The great grandson of Mahatma Gandhi, Tushar Gandhi, on October 30, moved the Supreme Court to reopen the assassination case on Mahatma Gandhi in January 1948.
The SC on Monday adjourned the hearing for four weeks.
A bench of the apex court, Justices S A Bobde and M M Shantanagoudar raised concern over Tushar's plea and asked him that what is his locus in the 70-year old case.
Tushar's lawyer and senior advocate, Indira Jaising said that she will brief the court on their plea once it issues further notice to proceed in the case.
Earlier in October, the apex court had appointed a senior advocate, Amrender Sharan as amicus curiae (friend of the court) in this case.
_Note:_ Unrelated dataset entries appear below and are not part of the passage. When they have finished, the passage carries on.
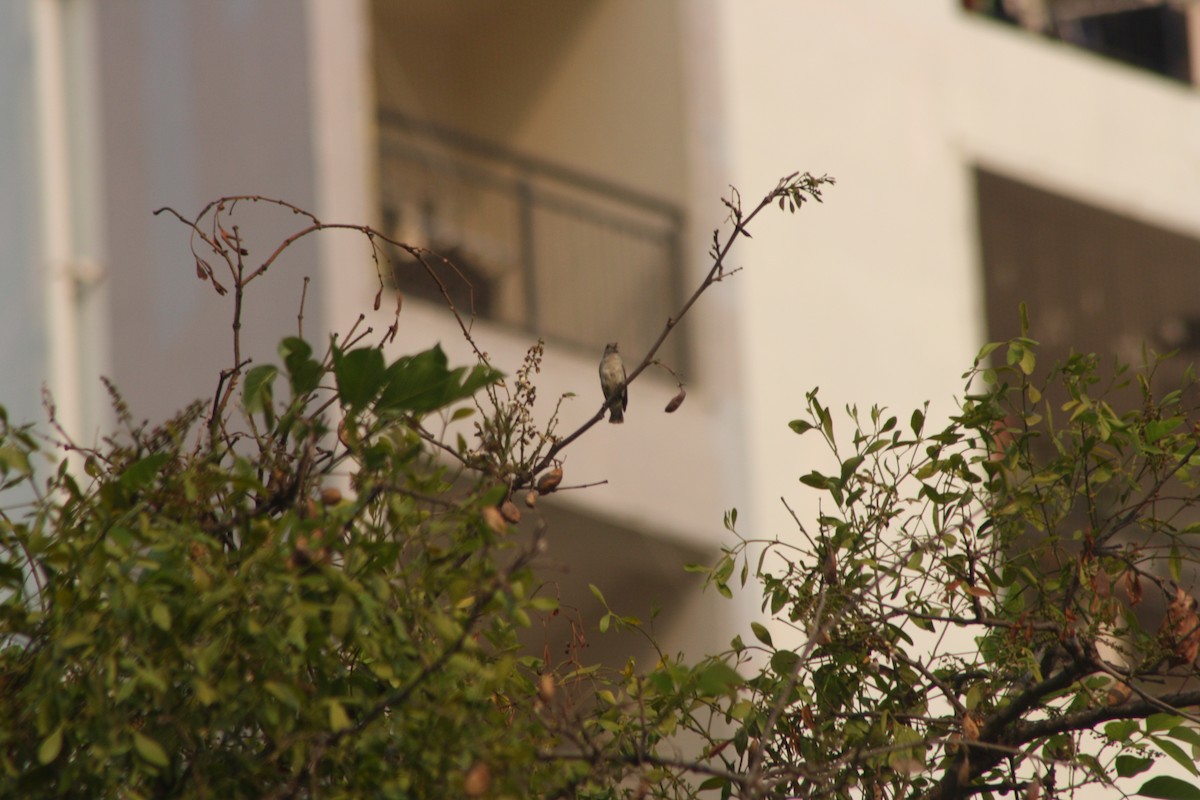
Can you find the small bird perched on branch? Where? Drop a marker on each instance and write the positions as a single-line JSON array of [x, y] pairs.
[[612, 383]]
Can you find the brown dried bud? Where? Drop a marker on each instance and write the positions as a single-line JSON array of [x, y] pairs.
[[550, 481], [829, 566], [495, 519], [546, 689], [1181, 629], [676, 402], [1119, 693], [970, 727], [1132, 585], [346, 434], [510, 511], [478, 781]]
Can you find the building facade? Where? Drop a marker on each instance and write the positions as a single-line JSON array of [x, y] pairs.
[[570, 158]]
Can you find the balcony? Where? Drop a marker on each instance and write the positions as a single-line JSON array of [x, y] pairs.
[[573, 258]]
In a reply to Tushar's plea, the SC bench also said that there are several ifs and buts in this case and hence they would wait for the report by amicus curiae.
Sharan had asked the SC four weeks to extract relevant documents of the assassination from the national archives.
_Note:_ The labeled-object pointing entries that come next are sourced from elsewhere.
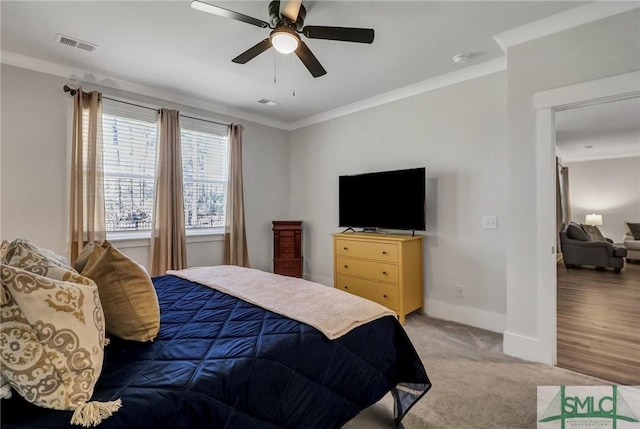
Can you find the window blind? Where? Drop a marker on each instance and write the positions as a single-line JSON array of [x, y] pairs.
[[129, 147], [204, 161]]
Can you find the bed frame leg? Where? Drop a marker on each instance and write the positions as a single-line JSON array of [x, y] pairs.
[[397, 414]]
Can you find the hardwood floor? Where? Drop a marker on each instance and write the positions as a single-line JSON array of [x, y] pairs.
[[599, 322]]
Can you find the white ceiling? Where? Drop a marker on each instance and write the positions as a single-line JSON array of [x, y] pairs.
[[599, 131], [169, 46]]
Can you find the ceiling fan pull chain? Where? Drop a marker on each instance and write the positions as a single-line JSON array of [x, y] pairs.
[[293, 74]]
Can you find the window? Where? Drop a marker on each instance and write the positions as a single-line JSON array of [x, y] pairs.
[[129, 145], [204, 174]]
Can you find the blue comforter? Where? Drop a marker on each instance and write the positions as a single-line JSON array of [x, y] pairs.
[[220, 362]]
Mahatma Gandhi was shot at point blank range, by Nathuram Vinayak Godse, a right-wing activist, on January 30, 1948.
Earlier an independent researcher and co-founder of Abhinav Bharat, Pankaj Phadnis had filed a petition in the SC to reopen the case. Phadnis had pointed out the fourth bullet theory in Gandhi's murder .
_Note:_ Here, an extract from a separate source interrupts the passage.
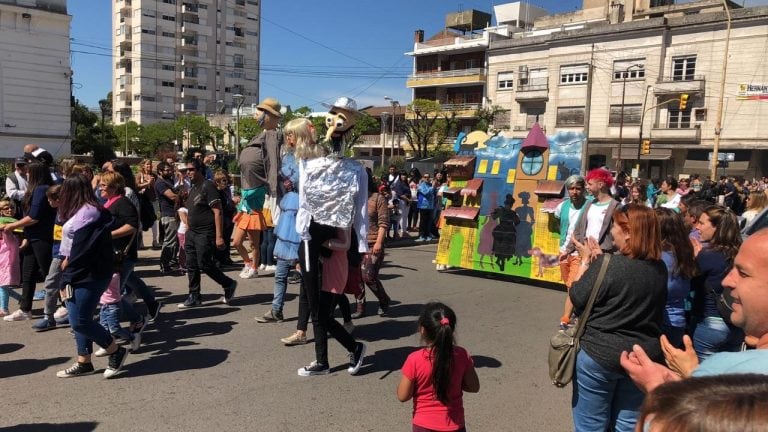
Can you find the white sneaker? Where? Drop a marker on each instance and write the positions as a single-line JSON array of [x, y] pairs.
[[19, 315], [249, 273]]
Phadnis in his petition mentioned reports by the national dailies including Dawn, Reuters, Times of India and Loksatta on the next day of the murder that said that Gandhi died after a forth bullet hit him.
Phadnis presented excerpts of a newspaper cutting of The Hindu which was stuck to a board in Birla House, outside Gandhi's bedroom. The cutting clearly narrates the presence of four wounds on Gandhi's body, Phadnis said.
Meanwhile, the SC has said that it's hard to gather evidence from a case in which two people, Nathuram Godse and Narayan Apte have already been convicted and executed on November 15, 1949.